In quel caso i fogli impressi restarono per alcuni mesi sui muri della piazza, ad altezza degli occhi. Secondo la genesi progressiva che caratterizza molti dei progetti artistici del duo – come racconti da sviluppare nel tempo – la mostra di Varese ne costituisce una nuova declinazione, ponendosi in dialogo con lo spazio riss(e) inteso nella sua specificità umana, in quanto luogo di espressione e di accoglienza, e nella sua specificità architettonica.

 

Pantani-Surace
Pantani-Surace (Lia Pantani 1966 e Giovanni Surace 1964), residenti in Toscana, collaborano dal 1995 e sono interessati alla processualità delle cose e alla mutevolezza dei fenomeni naturali. Nelle loro opere è sempre presente un ritmo fluttuante, una mutazione di stato, una trasformazione che genera nuovo senso. Il tempo gioca un ruolo fondamentale nella loro produzione. Il consumarsi, l’esaurirsi o il modificarsi in una nuova forma: un’estetica dell’instabilità in grado di far cogliere l’unicità di un attimo. Le loro opere sono quasi sempre intensamente legate alla fisicità e alla storia dell’ambiente espositivo e a volte è lo stesso spettatore che mette in moto un processo di cambiamento. Una poetica, la loro, che condensa e riassume il tutto nell’essenziale, nel transitorio, nell’attimo che di continuo rinnova se stesso.

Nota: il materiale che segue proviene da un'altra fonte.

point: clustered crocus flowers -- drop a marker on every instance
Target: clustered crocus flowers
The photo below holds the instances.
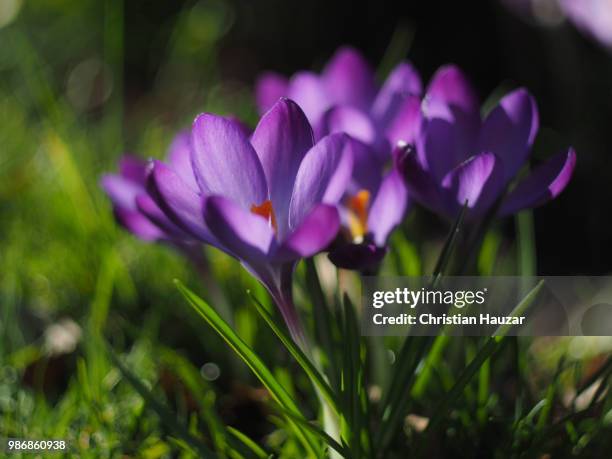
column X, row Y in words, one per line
column 461, row 159
column 288, row 191
column 346, row 98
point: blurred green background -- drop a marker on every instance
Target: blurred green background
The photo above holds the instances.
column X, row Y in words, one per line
column 83, row 81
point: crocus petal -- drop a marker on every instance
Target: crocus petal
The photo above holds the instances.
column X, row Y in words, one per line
column 243, row 234
column 133, row 169
column 388, row 208
column 149, row 208
column 354, row 122
column 367, row 168
column 179, row 158
column 479, row 181
column 349, row 79
column 281, row 139
column 323, row 176
column 138, row 224
column 407, row 122
column 402, row 82
column 449, row 85
column 546, row 182
column 121, row 191
column 306, row 88
column 420, row 183
column 181, row 204
column 363, row 257
column 268, row 89
column 510, row 129
column 315, row 232
column 448, row 136
column 225, row 163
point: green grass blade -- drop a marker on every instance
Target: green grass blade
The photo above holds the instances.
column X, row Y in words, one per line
column 323, row 320
column 319, row 432
column 278, row 393
column 248, row 443
column 492, row 345
column 315, row 376
column 449, row 244
column 164, row 414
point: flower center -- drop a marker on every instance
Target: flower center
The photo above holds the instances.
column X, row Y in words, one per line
column 266, row 210
column 357, row 206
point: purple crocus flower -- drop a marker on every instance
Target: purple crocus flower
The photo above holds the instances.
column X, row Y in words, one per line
column 268, row 200
column 373, row 206
column 461, row 157
column 345, row 98
column 593, row 17
column 134, row 208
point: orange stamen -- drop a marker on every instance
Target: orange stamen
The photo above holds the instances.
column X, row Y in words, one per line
column 266, row 210
column 358, row 213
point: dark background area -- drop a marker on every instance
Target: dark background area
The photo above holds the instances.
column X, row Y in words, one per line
column 570, row 76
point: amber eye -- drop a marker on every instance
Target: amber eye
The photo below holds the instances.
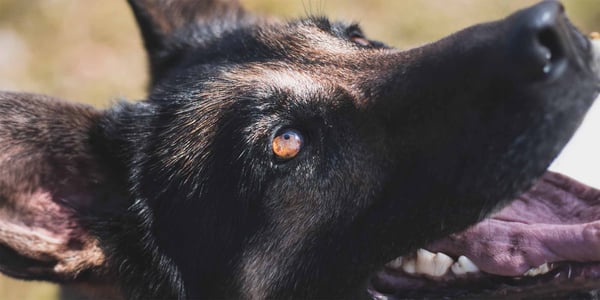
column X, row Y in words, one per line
column 287, row 144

Tra le mostre personali ricordiamo: Certosa Monumentale di Calci, Pisa (2001); Galleria nicolafornello, Prato (2004); Galleria Madder 139, Londra (2008); Galleria Die Mauer e Mura di cinta via Pomeria (giardino d’infanzia), Prato (2012). Tra le principali mostre collettive: Villar Pellice (To) (2003); Trinitatiskirche, Colonia (D) (2005); Nosadella due, Bologna (2007); Fondazione Malvina Menegaz per le Arti e le Culture, Borgo Medievale di Castelbasso, Teramo (2010); Sun Studio 74 rosso, Firenze (2012); ex Tribunale, Pescara (2016); Villa di Toppo Florio Buttrio, Udine (2017).

A Place to Be è un progetto espositivo e di ricerca in riferimento agli spazi d’arte intesi come luogo, ovvero dimensione umana capace di raccontare storie, esprimere una sensibilità, condividere visioni.

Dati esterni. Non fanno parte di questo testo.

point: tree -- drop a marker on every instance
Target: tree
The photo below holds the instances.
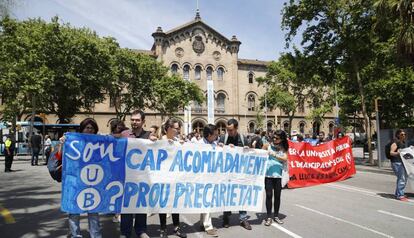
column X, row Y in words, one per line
column 401, row 12
column 172, row 93
column 23, row 71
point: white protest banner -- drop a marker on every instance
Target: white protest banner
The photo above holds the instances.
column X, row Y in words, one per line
column 107, row 175
column 407, row 156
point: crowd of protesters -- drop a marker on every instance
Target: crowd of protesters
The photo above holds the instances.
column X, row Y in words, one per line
column 273, row 141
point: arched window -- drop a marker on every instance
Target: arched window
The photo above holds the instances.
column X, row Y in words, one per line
column 301, row 105
column 251, row 102
column 221, row 97
column 250, row 77
column 269, row 126
column 186, row 72
column 251, row 127
column 197, row 72
column 174, row 68
column 302, row 127
column 209, row 71
column 286, row 126
column 316, row 127
column 220, row 73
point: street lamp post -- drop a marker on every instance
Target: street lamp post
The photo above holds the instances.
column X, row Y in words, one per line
column 265, row 124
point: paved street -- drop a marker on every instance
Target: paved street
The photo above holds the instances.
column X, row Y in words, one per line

Nel corso del 2016 lo spazio di esordio del progetto è stato LATO (Prato) studio architettonico di Luca Gambacorti, con gli artisti Enrico Vezzi, Paolo Parisi, Fabio Cresci. Nel 2018 viene considerato lo spazio virtuale del sito web aplacetobe.art con un progetto specifico di Francesco Ozzola. Nel 2019 sono messi in dialogo gli spazi LATO e riss(e) di Ermanno Cristini attraverso la mostra varesina di Pantani-Surace e la quasi concomitante mostraWalkabout 02 / A Place to Be negli spazi di LATO a Prato a partire dal 1 marzo.